# Internal speakers not working - headphones working



## ritalee (Nov 11, 2009)

hi there,

i have an Asus F3Sv Notebook and, ironically, internal speakers are working in MacOs SnowLeopard and Linux Ubuntu, but not working in Windows 7 (Vista is the supported OS) ...

I have also had this problem in Windows XP

This notebook has an integrated Realtek ALC660-vd sound card...

Today, i have found that the problem seems to be related to windows thinking that the headphones are permanently plugged.. as the realtek utility show the connector as connected all the time.. i have tried to install diferent versions of the realtek driver but no luck... and asus is not going to released a versions for this notebook for windows 7

so, do you know any way of troubleshoot with this problem?

Thanks in advance


----------



## JimE (Apr 16, 2009)

You should be able to get Win7 drivers from the Realtek website.


----------



## ritalee (Nov 11, 2009)

thanks for replying,

yes, i have tried latest realtek drivers for win7 but the problem is the same: headphones/line out is working but no internal speakers sound...

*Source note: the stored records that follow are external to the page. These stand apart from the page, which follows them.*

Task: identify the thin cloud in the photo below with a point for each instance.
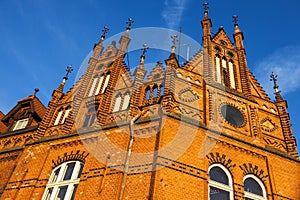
(172, 12)
(285, 63)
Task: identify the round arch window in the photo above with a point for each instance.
(232, 115)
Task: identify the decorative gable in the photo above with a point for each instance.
(267, 125)
(222, 39)
(28, 112)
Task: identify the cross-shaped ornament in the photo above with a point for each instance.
(205, 6)
(104, 32)
(68, 71)
(235, 20)
(274, 79)
(129, 23)
(145, 48)
(174, 40)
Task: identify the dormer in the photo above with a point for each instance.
(27, 113)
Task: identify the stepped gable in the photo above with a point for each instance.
(156, 73)
(220, 37)
(195, 64)
(2, 125)
(30, 105)
(256, 89)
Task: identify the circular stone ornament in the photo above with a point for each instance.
(232, 115)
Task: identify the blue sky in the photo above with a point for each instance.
(40, 38)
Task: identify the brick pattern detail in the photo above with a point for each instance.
(250, 169)
(217, 158)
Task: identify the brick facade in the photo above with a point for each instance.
(161, 145)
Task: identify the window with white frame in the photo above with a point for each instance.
(95, 80)
(220, 183)
(106, 82)
(254, 188)
(126, 101)
(118, 101)
(60, 112)
(22, 123)
(67, 112)
(63, 181)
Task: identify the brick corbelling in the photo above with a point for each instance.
(286, 128)
(104, 107)
(244, 73)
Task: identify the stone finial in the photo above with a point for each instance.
(129, 23)
(104, 32)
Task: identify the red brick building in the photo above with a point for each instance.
(202, 130)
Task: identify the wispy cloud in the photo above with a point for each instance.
(285, 63)
(172, 12)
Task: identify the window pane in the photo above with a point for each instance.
(126, 101)
(92, 119)
(62, 192)
(80, 171)
(69, 172)
(49, 192)
(55, 175)
(155, 92)
(74, 192)
(218, 175)
(147, 93)
(250, 185)
(86, 121)
(218, 194)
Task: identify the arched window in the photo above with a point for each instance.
(99, 84)
(231, 74)
(63, 181)
(162, 90)
(254, 188)
(220, 183)
(90, 117)
(117, 103)
(67, 112)
(105, 83)
(93, 86)
(218, 69)
(155, 91)
(60, 112)
(148, 92)
(126, 101)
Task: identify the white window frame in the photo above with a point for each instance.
(228, 188)
(255, 196)
(59, 182)
(22, 123)
(95, 80)
(126, 101)
(231, 74)
(105, 83)
(218, 69)
(67, 112)
(118, 101)
(99, 84)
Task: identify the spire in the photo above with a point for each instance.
(129, 23)
(238, 34)
(236, 24)
(145, 48)
(278, 96)
(104, 32)
(124, 40)
(174, 40)
(98, 48)
(59, 91)
(206, 22)
(36, 90)
(205, 6)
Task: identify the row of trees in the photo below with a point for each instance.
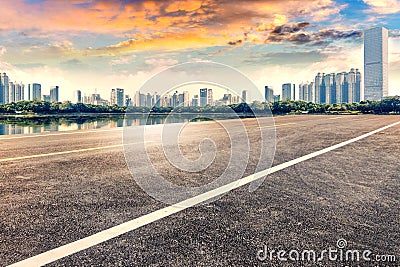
(387, 105)
(44, 107)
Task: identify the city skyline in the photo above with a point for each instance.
(376, 63)
(114, 44)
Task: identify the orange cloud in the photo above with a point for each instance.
(168, 25)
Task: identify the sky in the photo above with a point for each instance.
(96, 45)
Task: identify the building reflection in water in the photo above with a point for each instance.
(29, 126)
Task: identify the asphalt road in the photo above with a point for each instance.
(58, 188)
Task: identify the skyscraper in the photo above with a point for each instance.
(244, 96)
(4, 83)
(375, 63)
(269, 94)
(54, 93)
(203, 97)
(36, 91)
(319, 88)
(287, 91)
(117, 97)
(77, 96)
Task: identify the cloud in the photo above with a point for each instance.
(203, 23)
(383, 6)
(162, 62)
(125, 60)
(297, 34)
(238, 42)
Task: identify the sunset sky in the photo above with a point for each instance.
(101, 44)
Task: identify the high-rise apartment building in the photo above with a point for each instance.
(319, 88)
(4, 83)
(36, 91)
(203, 97)
(244, 96)
(287, 91)
(54, 94)
(375, 63)
(269, 94)
(117, 97)
(77, 96)
(343, 87)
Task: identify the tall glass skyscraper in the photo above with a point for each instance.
(375, 63)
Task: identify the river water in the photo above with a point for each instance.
(10, 125)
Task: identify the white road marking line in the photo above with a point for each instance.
(59, 133)
(278, 125)
(100, 237)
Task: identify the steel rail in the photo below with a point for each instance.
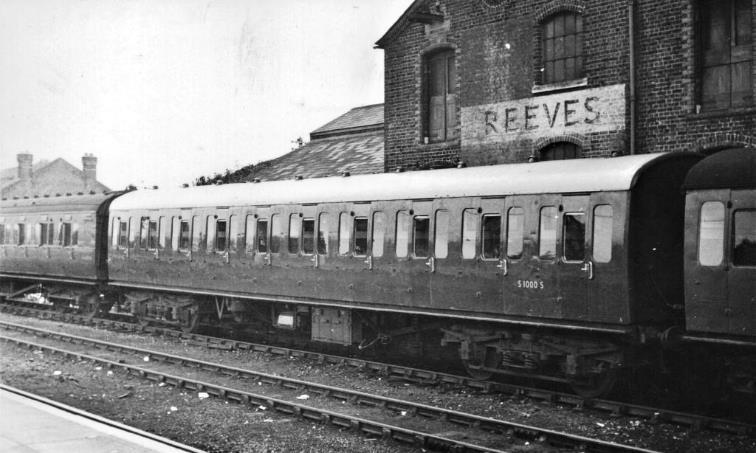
(370, 427)
(418, 375)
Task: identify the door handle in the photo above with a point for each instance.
(504, 266)
(588, 267)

any other ideas? i am suspecting of windows/codec thinking phones are plugged no matter if headphones are really plugged or not... but i don't know how to check if this is true... (the only clue is realtek utility showing the connector as connected but i don't know if this is the normal behaviour)

any orientation is welcome...thanks


----------



## JimE (Apr 16, 2009)

You don't seem to be the only person with this same problem. It appears to be a driver issue. I don't know that there is anything that can be done aside from waiting for Asus or Realtek to release an updated driver.


----------



## ritalee (Nov 11, 2009)

i'm isolating the problem...

if realtek audio drivers are installed when i plug a mic in the mic jack a pop up window informs "you just plugged a device into the audio jack" and whe i unplug it a new windows appears informing about unplugged device...

but when i plug the headphones in the headphone jack NO pop up window appears

the headphone jack "sensor" is not working under Windows BUT it is working under Linux Ubuntu out of the box... windows just thinks that my headphones are always plugged

can i compare any config or log files between operating systems? 

today installed latest 2.37 realtek drivers but still the same issue... and this problem is happening with all versions that i have tested, starting 1.60 version (aprox.)

i think asus has configured the chipset/codec in a "unstandard" way so that realtek drivers cannot recognise nodes/routing?

i think linux alsa developers maybe could have some ideas about this problem...

ps: i'm a noob and english isn't obviously my first language...


----------



## JimE (Apr 16, 2009)

The other posts that I've seen for this issue are the same as you. One user reported that there was an informational page in the setup that would should what devices are connected and it showed the headphone jack being used even when nothing was plugged into the jack.

So as I said, it's a common problem. It will work just fine in XP, Vista, or any other OS...but not in Win7. It's a driver issue.


----------